'Terrible mistake': WaPo columnists fire back at paper's leadership over nixed endorsement
More than a dozen Washington Post columnists signed on to a scathing response to their own leadership's decision not to endorse a presidential candidate, calling the choice a "terrible mistake" and an "abandonment" of its "fundamental editorial convictions." (Photo credit: Dennis Diatel / Shutterstock)

More than a dozen Washington Post columnists signed on to a scathing response to their own leadership's decision not to endorse a presidential candidate, calling the choice a "terrible mistake" and an "abandonment" of its "fundamental editorial convictions."

For the first time in more than three decades, the Post, which is owned by billionaire Amazon founder Jeff Bezos, said it would not endorse a candidate in the presidential race. The move led to widespread backlash — and even a flurry of subscription cancelations from big names — as critics pointed to the newspaper's slogan: "Democracy dies in darkness."

The Washington Post reported, citing four people briefed on the decision, that Bezos made the decision.

Fourteen columnists signed onto a letter posted to the Post's website that called the decision "a terrible mistake."

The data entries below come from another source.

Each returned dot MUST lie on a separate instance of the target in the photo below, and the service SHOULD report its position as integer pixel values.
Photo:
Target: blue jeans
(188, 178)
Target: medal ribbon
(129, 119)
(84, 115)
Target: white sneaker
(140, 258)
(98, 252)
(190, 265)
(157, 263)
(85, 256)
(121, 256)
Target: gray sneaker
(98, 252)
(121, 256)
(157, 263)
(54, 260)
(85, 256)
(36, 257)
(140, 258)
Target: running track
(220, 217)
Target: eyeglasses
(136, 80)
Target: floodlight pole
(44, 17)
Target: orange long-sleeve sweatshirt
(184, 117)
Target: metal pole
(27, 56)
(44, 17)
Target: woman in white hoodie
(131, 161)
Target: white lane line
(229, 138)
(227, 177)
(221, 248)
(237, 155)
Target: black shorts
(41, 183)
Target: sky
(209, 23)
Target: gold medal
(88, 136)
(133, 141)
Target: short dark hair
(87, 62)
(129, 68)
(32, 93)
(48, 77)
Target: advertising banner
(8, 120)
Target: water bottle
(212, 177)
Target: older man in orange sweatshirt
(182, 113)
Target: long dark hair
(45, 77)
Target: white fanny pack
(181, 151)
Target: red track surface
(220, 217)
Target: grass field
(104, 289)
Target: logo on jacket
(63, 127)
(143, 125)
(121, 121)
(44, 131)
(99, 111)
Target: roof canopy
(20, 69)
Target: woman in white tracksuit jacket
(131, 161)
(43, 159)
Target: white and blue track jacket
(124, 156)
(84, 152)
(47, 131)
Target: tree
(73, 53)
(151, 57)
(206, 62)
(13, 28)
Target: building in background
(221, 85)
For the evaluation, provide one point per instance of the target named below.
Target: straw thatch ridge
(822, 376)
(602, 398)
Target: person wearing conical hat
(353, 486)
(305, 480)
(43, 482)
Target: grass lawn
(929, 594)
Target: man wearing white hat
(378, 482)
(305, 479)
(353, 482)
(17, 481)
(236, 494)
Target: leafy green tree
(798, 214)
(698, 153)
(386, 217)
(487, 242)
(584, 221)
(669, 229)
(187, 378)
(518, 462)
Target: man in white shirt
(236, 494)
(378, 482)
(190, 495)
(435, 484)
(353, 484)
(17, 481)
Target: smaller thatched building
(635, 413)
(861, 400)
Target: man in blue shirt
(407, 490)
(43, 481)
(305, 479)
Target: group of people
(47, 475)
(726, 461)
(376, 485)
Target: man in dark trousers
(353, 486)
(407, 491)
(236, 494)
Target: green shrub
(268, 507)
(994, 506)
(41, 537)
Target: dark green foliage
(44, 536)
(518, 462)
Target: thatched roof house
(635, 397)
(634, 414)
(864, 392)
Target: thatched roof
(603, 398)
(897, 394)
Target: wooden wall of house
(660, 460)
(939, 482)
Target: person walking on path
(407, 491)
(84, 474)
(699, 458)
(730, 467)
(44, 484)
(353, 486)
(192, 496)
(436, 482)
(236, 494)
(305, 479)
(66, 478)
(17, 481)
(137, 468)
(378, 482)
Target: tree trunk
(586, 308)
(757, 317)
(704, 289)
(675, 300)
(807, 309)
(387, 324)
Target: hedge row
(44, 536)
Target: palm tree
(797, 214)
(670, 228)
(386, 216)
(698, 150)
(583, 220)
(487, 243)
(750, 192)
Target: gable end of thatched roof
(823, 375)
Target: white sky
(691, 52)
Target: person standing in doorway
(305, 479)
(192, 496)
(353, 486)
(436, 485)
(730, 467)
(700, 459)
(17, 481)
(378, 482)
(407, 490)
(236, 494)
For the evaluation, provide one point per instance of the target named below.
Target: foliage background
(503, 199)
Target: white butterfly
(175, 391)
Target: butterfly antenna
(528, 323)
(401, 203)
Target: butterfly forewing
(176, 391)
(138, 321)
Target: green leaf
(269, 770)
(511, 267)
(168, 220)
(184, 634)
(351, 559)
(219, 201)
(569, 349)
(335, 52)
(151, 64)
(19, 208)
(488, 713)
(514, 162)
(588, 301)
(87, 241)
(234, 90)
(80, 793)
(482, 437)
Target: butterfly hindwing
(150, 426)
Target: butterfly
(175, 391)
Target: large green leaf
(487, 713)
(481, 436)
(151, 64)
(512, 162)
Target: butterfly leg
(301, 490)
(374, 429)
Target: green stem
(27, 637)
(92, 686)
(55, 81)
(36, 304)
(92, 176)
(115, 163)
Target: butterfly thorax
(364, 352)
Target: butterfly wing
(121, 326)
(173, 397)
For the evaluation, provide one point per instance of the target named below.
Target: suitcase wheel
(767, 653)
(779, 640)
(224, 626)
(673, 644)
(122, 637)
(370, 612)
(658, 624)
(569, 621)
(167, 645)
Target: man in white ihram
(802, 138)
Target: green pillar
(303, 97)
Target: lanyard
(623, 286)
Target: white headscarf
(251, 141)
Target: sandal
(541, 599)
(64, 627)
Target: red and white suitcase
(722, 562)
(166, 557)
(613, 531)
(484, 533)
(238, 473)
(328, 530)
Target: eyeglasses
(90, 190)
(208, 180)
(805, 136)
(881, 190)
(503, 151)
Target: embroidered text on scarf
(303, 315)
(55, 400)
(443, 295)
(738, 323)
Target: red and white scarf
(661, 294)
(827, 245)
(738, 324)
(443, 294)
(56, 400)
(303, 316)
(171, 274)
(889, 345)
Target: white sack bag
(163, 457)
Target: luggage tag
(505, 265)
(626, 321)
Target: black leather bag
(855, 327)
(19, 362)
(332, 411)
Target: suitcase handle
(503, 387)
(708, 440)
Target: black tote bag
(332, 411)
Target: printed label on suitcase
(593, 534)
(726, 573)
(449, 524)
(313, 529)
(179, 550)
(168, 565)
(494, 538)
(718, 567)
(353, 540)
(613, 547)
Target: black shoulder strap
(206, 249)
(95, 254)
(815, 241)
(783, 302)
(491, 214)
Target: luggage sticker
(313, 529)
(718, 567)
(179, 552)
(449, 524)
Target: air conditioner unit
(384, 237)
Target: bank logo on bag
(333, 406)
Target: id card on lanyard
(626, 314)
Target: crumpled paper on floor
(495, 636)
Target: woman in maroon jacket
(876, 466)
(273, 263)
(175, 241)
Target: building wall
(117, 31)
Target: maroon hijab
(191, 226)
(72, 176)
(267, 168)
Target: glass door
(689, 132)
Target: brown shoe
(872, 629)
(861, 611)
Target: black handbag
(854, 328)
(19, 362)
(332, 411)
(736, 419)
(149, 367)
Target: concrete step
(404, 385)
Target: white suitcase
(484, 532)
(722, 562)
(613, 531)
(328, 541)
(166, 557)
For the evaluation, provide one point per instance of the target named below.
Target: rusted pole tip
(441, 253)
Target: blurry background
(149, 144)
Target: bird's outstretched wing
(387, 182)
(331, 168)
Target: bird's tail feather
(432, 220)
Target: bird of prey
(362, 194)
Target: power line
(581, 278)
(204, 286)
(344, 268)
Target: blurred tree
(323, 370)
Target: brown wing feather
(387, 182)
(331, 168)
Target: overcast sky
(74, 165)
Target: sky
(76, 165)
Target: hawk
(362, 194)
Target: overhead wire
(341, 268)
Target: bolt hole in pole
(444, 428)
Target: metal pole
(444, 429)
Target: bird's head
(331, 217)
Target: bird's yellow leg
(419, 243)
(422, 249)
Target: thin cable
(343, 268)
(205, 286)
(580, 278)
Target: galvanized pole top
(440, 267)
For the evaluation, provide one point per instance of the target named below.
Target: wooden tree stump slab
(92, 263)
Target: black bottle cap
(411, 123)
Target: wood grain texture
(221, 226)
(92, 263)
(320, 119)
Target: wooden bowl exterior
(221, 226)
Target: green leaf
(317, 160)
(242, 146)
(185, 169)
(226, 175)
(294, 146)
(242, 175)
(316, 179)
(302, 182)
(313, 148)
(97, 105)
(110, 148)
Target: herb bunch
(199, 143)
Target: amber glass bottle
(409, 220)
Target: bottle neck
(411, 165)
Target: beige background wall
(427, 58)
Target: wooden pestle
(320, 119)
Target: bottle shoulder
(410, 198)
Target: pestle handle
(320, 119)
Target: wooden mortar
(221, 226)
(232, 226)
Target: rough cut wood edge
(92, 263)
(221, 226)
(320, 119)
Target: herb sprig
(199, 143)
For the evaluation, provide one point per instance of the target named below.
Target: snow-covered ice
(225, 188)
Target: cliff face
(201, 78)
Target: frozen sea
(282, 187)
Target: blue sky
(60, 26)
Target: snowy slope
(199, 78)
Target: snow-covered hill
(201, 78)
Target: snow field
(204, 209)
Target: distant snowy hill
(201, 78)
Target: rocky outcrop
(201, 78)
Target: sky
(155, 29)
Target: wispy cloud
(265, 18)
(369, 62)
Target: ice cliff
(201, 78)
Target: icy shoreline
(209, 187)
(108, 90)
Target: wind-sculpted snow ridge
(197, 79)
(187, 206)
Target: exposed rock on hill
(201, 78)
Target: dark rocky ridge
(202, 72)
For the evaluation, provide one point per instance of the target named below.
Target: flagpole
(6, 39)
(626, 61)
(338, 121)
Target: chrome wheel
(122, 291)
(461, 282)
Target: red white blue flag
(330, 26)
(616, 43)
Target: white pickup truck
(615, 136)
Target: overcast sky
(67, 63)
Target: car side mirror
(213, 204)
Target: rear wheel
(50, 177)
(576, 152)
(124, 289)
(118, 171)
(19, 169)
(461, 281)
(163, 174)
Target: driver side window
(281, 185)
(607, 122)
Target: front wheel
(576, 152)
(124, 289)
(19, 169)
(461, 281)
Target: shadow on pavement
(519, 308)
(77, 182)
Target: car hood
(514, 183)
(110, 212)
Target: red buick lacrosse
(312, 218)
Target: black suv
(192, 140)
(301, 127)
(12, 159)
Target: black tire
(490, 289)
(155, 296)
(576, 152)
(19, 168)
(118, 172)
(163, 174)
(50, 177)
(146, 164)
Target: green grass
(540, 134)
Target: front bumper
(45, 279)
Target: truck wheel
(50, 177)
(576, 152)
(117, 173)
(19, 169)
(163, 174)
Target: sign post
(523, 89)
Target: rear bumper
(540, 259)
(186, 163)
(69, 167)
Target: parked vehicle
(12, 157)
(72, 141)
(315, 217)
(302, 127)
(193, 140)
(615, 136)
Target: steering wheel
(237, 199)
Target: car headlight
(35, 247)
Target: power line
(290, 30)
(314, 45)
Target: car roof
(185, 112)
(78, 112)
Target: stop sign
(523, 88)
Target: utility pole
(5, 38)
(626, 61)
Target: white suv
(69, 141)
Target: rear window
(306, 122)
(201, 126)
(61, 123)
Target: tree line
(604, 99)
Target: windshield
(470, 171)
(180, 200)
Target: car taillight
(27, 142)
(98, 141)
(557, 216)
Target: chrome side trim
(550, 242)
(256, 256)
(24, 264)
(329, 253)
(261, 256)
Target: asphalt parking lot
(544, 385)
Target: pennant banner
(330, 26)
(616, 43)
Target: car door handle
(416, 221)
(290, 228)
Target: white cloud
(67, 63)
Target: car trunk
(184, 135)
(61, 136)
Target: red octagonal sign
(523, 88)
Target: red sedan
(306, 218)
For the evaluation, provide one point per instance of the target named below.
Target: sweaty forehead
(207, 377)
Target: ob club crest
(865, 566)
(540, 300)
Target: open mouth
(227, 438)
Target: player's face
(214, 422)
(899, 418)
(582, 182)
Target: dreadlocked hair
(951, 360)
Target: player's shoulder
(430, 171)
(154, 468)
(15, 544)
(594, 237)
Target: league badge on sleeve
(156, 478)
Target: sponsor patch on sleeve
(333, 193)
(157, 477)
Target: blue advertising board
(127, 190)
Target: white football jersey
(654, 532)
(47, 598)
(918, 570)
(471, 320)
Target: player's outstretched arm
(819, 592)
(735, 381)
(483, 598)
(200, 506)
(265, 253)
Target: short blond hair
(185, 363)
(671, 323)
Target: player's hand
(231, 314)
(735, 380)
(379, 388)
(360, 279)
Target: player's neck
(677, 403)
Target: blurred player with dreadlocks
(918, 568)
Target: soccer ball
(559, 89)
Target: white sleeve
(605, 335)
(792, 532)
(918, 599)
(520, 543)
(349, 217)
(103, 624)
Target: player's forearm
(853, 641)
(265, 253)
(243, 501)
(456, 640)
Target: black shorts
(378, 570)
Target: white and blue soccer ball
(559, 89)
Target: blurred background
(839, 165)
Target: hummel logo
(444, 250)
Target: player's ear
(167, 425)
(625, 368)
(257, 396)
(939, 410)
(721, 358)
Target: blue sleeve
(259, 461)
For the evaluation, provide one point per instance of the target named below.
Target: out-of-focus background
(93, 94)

ALSO READ: 'People have had enough': Here are the 3 'big-picture' reasons why Kamala Harris will win

"It represents an abandonment of the fundamental editorial convictions of the newspaper that we love," the columnists wrote. "This is a moment for the institution to be making clear its commitment to democratic values, the rule of law and international alliances, and the threat that Donald Trump poses to them — the precise points The Post made in endorsing Trump’s opponents in 2016 and 2020."

The columnists said there is "no contradiction" between the paper's role as an independent newspaper and its political endorsements, "both as a matter of guidance to readers and as a statement of core beliefs."

"That has never been more true than in the current campaign," they said. "An independent newspaper might someday choose to back away from making presidential endorsements. But this isn’t the right moment, when one candidate is advocating positions that directly threaten freedom of the press and the values of the Constitution."

Signing onto the column: Karen Attiah, Perry Bacon Jr., Matt Bai, E.J. Dionne Jr., Lee Hockstader, David Ignatius, Heather Long, Ruth Marcus, Dana Milbank, Alexandra Petri, Catherine Rampell, Eugene Robinson, Jennifer Rubin and Karen Tumulty.